Bishopsgate Library has extensive collections documenting the history and activities of the co-operative movement in London, Essex and the South East, including the archives of individual activists such as Robert Leckie Marshall (1913-2008) and Caroline Ganley, and organisations such as the London Co-operative Society and the Women's Co-operative Guild.

The Co-operative Movement Collection includes a wide range of books, pamphlets, reports and journals concerning the history of the movement, alongside material produced by a wide variety of organisations, such as the Co-operative Party, International Co-operative Alliance and Women's Co-operative Guild.

== Protest and campaigning ==
Collections relating to the history of protest and campaigning includes the archives of individual activists such as Mavis Middleton and Peter Hunot, and organisations such as the Stop the War Coalition, Freedom Press and Republic.

The Library's archives and printed material also cover a wide variety of topics including republicanism, pacifism, the anti-nuclear movement, colonial freedom movements, anarchism, animal rights and conscientious objection.

== In the media ==
The library has served as a filming location, with scenes from My Policeman filmed there.

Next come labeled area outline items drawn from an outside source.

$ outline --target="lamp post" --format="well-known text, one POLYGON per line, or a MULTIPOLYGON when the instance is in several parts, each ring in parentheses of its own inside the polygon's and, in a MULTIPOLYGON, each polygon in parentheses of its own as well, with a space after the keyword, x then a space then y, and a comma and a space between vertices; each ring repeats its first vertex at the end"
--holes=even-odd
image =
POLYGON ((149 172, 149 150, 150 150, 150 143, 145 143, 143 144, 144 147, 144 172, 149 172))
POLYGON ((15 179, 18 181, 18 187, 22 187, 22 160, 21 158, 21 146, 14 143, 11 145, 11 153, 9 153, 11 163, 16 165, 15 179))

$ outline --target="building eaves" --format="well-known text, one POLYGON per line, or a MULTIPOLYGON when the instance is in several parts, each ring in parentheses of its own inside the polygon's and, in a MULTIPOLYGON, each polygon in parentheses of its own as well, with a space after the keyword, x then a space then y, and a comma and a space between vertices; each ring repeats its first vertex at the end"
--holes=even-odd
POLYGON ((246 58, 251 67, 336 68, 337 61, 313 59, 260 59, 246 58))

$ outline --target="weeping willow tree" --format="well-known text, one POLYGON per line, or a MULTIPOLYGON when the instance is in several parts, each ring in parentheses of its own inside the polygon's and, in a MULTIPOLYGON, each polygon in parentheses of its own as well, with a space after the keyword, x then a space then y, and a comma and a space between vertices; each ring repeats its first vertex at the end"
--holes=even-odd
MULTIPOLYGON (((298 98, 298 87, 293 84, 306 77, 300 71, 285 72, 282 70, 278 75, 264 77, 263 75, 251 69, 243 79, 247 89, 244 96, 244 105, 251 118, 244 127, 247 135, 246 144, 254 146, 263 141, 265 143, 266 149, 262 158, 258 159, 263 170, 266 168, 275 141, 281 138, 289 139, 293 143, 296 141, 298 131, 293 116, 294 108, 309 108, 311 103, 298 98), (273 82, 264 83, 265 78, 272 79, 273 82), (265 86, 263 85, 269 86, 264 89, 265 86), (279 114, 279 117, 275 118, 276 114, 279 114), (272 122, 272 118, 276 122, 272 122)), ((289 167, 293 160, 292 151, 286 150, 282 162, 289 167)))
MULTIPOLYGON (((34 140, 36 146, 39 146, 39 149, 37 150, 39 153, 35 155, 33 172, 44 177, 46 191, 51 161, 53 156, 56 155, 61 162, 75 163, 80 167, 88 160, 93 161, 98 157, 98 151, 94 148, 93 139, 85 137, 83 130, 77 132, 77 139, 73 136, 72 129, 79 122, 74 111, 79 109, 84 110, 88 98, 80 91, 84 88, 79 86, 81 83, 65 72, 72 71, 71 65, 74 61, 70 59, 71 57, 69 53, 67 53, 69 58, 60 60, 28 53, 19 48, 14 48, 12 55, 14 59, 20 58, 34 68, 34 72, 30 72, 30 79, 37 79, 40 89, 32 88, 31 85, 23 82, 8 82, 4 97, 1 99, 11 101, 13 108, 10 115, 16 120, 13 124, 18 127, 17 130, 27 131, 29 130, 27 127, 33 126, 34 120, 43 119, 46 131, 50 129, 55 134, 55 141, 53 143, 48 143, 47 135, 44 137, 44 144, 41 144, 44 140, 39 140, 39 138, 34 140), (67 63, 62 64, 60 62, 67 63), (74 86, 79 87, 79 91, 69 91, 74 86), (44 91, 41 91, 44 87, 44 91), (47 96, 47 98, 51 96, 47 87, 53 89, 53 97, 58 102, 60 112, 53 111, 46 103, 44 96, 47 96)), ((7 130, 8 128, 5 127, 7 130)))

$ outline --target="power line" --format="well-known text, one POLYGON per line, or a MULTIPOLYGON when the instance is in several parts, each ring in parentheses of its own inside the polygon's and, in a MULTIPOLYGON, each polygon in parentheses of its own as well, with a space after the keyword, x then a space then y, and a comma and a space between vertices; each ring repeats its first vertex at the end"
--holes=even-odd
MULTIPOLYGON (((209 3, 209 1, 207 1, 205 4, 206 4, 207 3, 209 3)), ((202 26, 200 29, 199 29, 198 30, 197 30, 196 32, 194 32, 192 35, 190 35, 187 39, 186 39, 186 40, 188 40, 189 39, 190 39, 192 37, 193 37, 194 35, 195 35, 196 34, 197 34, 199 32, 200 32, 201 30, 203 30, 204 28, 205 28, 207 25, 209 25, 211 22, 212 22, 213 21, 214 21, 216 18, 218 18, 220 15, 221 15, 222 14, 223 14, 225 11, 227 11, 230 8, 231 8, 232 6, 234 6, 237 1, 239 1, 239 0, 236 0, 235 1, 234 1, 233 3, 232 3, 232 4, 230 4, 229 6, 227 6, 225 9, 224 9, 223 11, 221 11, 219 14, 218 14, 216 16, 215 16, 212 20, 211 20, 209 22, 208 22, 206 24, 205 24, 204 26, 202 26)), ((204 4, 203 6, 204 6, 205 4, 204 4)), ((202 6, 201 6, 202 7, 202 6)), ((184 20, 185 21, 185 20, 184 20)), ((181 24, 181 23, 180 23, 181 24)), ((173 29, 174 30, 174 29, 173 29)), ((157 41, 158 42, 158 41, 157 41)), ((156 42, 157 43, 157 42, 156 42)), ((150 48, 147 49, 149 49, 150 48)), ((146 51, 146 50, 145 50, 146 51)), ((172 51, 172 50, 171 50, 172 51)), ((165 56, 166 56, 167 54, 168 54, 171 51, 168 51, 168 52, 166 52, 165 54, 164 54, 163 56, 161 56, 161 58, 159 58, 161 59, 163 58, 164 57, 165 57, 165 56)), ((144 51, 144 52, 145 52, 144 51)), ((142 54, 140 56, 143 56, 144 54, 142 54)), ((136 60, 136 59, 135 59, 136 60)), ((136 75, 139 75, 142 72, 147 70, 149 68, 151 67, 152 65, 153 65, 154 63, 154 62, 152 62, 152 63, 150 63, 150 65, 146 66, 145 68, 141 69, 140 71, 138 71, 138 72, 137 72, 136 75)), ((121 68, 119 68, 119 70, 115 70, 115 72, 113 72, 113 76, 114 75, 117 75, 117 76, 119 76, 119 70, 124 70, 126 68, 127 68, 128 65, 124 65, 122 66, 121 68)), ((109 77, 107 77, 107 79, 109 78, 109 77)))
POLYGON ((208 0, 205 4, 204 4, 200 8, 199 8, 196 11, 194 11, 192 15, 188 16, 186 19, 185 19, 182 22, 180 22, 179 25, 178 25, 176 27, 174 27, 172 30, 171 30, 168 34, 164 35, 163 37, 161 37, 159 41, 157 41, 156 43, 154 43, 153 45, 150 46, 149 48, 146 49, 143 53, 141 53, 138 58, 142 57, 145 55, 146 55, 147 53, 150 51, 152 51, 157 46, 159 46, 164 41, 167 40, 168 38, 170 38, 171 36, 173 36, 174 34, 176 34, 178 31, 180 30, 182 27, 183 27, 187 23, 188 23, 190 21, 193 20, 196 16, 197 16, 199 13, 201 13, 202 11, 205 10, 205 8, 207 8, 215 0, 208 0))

The Log Books, an award-winning podcast about the history of the LGBTQ+ helpline Switchboard, uses material from the Switchboard archives at the Bishopsgate Institute to tell stories of the volunteers who have staffed the helpline since 1974. In January 2026, podcast hosts Adam Zmith and Tash Walker published The Log Books: Voices of Queer Britain and the Helpline that Listened, using the Bishopsgate Archives as key source material.